Jean Charest a réuni son conseil des ministres en séance spéciale de deux jours pour préparer la rentrée. La rentrée parlementaire ou la rentrée électorale? On peut penser qu'il s'agit des deux, car on ne peut exclure que, quelques jours après le retour des députés à l'Assemblée nationale, en octobre, le premier ministre demande la dissolution de la Chambre.
S'il est difficile de prédire si ce scénario se révélera, il n'y a pas de doute que la tentation est forte au Parti libéral de laisser monter la fièvre électorale. La tournée que le premier ministre a effectuée dans les régions cet été, au cours de laquelle, tel un Petit Poucet, il a semé les promesses de lendemains qui chantent, montrent bien que de grandes manoeuvres se préparent. Au cours des derniers mois, c'est trois milliards de dollars qu'il a ainsi égrenés, selon la compilation effectuée par Le Devoir.
Élu le 13 avril 2003, l'actuel gouvernement n'a pourtant pas épuisé son mandat de quatre ans, qu'il pourrait étirer jusqu'à cinq ans si nécessaire. On a beau chercher des raisons sérieuses qui justifieraient des élections précipitées, on n'en trouve pas.
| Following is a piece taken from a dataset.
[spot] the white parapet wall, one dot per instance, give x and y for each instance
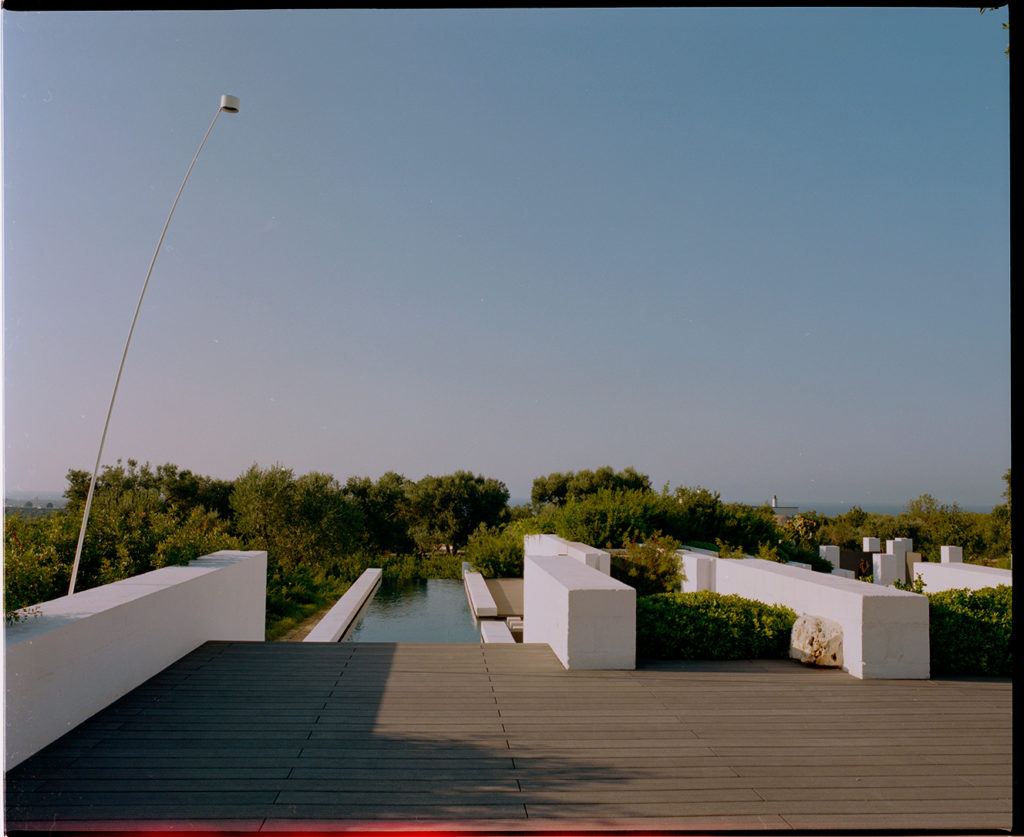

Aucune crise sociale grave ne se dessine à l'horizon. Les grandes négociations du secteur public sont terminées, et ce n'est certainement pas la volonté de quelques professeurs de cégep de dénoncer en classe les politiques de droite des libéraux qui mettra en cause la paix et l'ordre.
Aucune grande réforme ne requiert par ailleurs d'obtenir l'appui des électeurs. L'ambition du gouvernement de réformer de fond en comble le fonctionnement de l'État s'est atténuée à tel point qu'à droite, on lui accole l'épithète «socialiste». Quant à ses grands projets, tels la construction du CHUM et de la salle de concert de l'OSM ou encore la privatisation d'une partie du parc du Mont-Orford, ils sont enclenchés. La relance des grands travaux hydroélectriques suit son cours.
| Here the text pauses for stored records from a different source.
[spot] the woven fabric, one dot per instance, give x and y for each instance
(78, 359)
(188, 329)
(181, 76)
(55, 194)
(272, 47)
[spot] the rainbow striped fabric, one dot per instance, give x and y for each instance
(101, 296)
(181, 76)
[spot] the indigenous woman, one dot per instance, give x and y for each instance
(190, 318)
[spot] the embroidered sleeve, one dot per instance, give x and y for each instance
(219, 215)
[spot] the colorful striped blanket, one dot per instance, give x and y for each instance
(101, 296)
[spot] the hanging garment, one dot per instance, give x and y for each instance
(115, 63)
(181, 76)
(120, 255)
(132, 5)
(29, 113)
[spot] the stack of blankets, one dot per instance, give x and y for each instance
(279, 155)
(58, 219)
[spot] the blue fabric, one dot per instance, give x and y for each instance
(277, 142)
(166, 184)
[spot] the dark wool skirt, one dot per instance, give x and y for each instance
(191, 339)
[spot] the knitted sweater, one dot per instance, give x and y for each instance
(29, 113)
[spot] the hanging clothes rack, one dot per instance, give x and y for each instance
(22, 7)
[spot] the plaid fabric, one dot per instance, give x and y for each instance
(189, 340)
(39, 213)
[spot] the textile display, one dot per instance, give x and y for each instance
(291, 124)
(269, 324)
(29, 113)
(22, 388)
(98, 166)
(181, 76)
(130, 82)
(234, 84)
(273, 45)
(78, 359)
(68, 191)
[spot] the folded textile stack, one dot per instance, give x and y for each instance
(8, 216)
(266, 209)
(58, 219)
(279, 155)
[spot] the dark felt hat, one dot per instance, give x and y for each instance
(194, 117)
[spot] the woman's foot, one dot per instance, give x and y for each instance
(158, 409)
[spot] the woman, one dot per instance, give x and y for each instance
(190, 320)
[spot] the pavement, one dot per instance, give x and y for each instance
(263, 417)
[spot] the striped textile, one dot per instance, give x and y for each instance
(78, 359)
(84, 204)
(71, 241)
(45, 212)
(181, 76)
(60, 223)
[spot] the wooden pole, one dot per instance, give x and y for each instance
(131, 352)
Les organisateurs libéraux pourraient arguer que l'essentiel des priorités du gouvernement étant réalisé, il est justement temps d'aller en élections. Un nouveau mandat pour quoi ?, leur rétorquera-t-on, car si c'est pour réduire les impôts des Québécois, on comprendrait mal qu'ils retournent devant les électeurs en promettant de tenir l'engagement pris à cet égard en 2003, qu'ils n'ont pas encore réalisé. Si c'est pour obtenir un mandat clair de négocier un nouvel accord fiscal avec Ottawa, là encore, il n'y a pas nécessité. Il n'y a pas de sujet qui fasse plus consensus actuellement au Québec.
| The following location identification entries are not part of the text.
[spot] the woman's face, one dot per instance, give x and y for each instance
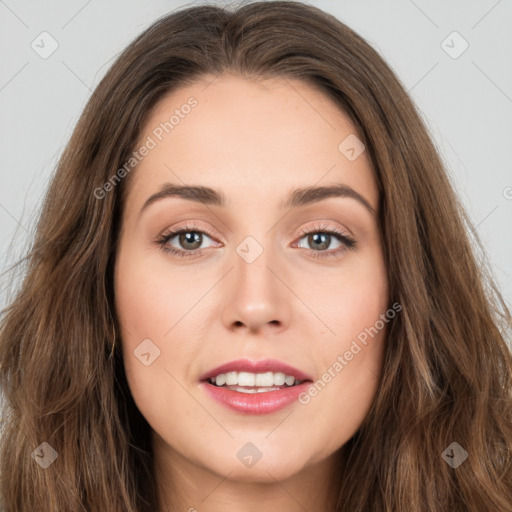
(269, 281)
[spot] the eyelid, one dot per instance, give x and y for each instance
(346, 240)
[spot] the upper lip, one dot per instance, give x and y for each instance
(265, 365)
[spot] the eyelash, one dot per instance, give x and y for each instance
(347, 241)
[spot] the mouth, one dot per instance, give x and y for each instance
(255, 387)
(248, 382)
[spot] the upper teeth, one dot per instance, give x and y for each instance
(266, 379)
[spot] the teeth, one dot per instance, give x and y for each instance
(258, 380)
(231, 378)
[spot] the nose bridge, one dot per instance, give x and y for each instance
(256, 296)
Des élections aujourd'hui ne se justifient pas, du moins d'un point de vue d'intérêt public qui, souvent, s'efface derrière l'intérêt partisan. Aucun premier ministre n'aime en effet avoir le dos au mur au moment de déclencher des élections. Pour cette raison, le premier ministre Jean Chrétien n'attendait pas la fin de son mandat et se dépêchait de prendre ses adversaires de court. C'est ce que Jean Charest pourrait être tenté de faire si les prochains sondages confirmaient une remontée de son parti au cours des prochaines semaines.
Dans notre système parlementaire, le premier ministre jouit, de par ce pouvoir de choisir la date des élections, d'un avantage indu sur les partis d'opposition qui n'a pas sa raison d'être. La Colombie-Britannique et l'Ontario ont adopté un régime d'élections à date fixe qui permet un meilleur équilibre et force un gouvernement à faire ce pour quoi il a été élu : gouverner. Il serait temps qu'on en vienne là au Québec.